El asma grave sigue siendo un desafío para miles de personas en el mundo. Para un porcentaje de pacientes, los inhaladores habituales no son suficientes y dependen de comprimidos diarios de corticoides orales, con efectos secundarios importantes. Hoy, la ciencia abre una puerta esperanzadora: una inyección mensual de tezepelumab que podría reducir o incluso reemplazar el uso de estos fármacos y mejorar de forma notable la calidad de vida.
Un ensayo clínico internacional reciente evaluó a cerca de 300 adultos con asma grave no controlada que tomaban entre 5 y 40 mg diarios de esteroides orales, además de su medicación inhalada. Durante un año, los participantes recibieron una inyección mensual de tezepelumab, un anticuerpo monoclonal ya aprobado en varios países como tratamiento de mantenimiento para mayores de 12 años con asma grave.
Los resultados fueron alentadores:
• Más de la mitad de los pacientes logró suspender por completo los esteroides orales al cabo de 12 meses.
• Cerca del 90 % redujo la dosis a niveles muy bajos.
• Dos tercios no presentaron ninguna crisis de asma durante el estudio.
• Se observaron mejoras importantes en la función pulmonar, los síntomas respiratorios (tos, sibilancias, disnea, opresión torácica) y la calidad de vida.
Tezepelumab actúa bloqueando una proteína clave en la inflamación de las vías respiratorias, una de las raíces del asma grave. Al impedir que se active ese proceso inflamatorio, ayuda a mantener las vías más despejadas y a reducir las exacerbaciones. Como todo tratamiento, puede presentar efectos adversos y no es adecuado para todos los pacientes, por lo que su uso debe ser evaluado cuidadosamente por especialistas.
Otra ventaja es la comodidad: una inyección mensual en lugar de comprimidos diarios puede facilitar la adherencia al tratamiento, especialmente en personas que ya toman múltiples medicamentos.

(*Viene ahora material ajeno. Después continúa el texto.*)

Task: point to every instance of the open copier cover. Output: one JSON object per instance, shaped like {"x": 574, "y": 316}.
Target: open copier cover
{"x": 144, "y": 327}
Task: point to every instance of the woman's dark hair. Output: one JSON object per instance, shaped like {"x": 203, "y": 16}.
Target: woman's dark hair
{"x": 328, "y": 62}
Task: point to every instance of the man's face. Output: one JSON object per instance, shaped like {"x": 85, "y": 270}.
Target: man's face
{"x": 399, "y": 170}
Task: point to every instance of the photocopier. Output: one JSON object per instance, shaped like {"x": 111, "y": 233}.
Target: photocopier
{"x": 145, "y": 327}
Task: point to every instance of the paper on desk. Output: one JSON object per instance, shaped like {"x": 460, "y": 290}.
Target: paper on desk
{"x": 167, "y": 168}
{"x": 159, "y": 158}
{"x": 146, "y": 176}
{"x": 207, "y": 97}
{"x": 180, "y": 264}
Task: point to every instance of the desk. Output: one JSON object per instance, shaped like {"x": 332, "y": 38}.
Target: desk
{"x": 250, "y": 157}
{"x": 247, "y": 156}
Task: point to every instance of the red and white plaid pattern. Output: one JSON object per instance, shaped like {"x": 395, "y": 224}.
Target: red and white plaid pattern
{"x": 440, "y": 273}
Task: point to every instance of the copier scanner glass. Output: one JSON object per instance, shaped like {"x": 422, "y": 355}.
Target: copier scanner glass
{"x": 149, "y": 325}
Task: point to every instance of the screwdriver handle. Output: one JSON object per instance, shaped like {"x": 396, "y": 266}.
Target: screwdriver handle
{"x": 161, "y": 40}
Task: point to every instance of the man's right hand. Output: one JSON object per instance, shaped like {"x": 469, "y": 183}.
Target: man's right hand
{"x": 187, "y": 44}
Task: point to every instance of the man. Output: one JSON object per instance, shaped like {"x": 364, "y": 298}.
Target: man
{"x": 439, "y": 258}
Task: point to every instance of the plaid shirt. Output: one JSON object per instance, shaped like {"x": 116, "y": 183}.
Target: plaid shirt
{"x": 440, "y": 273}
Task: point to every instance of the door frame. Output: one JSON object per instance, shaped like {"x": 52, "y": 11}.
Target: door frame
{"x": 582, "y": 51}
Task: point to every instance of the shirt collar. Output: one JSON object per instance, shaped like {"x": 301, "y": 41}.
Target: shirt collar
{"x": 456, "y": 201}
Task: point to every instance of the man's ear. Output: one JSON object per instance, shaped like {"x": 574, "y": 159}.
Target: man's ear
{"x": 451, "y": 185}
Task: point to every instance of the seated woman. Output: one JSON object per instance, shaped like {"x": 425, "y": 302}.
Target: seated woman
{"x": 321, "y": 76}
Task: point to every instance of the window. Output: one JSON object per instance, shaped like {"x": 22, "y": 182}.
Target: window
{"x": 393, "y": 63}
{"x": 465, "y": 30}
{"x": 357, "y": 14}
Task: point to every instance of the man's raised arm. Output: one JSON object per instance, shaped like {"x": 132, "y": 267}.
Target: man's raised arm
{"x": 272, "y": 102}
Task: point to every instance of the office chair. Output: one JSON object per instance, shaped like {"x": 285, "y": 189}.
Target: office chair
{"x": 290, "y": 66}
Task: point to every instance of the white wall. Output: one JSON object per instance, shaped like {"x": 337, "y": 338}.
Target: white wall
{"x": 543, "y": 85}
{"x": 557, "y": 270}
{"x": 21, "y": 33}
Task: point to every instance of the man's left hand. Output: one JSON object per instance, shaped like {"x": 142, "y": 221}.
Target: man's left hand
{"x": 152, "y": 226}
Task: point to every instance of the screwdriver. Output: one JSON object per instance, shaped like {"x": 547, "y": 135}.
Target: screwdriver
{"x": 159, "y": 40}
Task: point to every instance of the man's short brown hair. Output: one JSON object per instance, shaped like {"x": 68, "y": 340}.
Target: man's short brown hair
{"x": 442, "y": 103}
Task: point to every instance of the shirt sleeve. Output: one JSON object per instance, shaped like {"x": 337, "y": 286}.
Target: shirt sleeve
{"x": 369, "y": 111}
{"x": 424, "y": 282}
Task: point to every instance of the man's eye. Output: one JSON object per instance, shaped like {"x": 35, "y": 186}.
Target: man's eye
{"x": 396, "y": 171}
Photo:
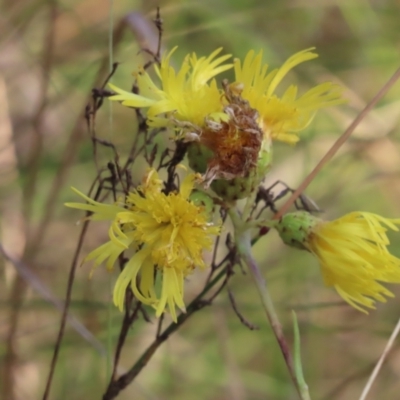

La inyección mensual de tezepelumab representa un avance significativo en el manejo del asma grave. No elimina la necesidad de un seguimiento médico cercano ni sustituye de manera automática a los tratamientos tradicionales, pero ofrece una alternativa más segura y confortable para muchos pacientes que dependen de esteroides orales y sufren sus efectos secundarios.
Reflexión final
Detrás de cada crisis de asma hay una vida interrumpida: trabajo, estudio, familia, descanso. La investigación en nuevos tratamientos, como el tezepelumab, nos recuerda que la ciencia puede transformar esas historias, siempre que se acompañe de información clara, acceso equitativo y decisiones compartidas entre médicos y pacientes. Si vives con asma y sientes que tu enfermedad no está bien controlada, conversar con tu equipo de salud sobre las opciones disponibles puede ser el primer paso hacia una respiración más tranquila y una vida con menos limitaciones.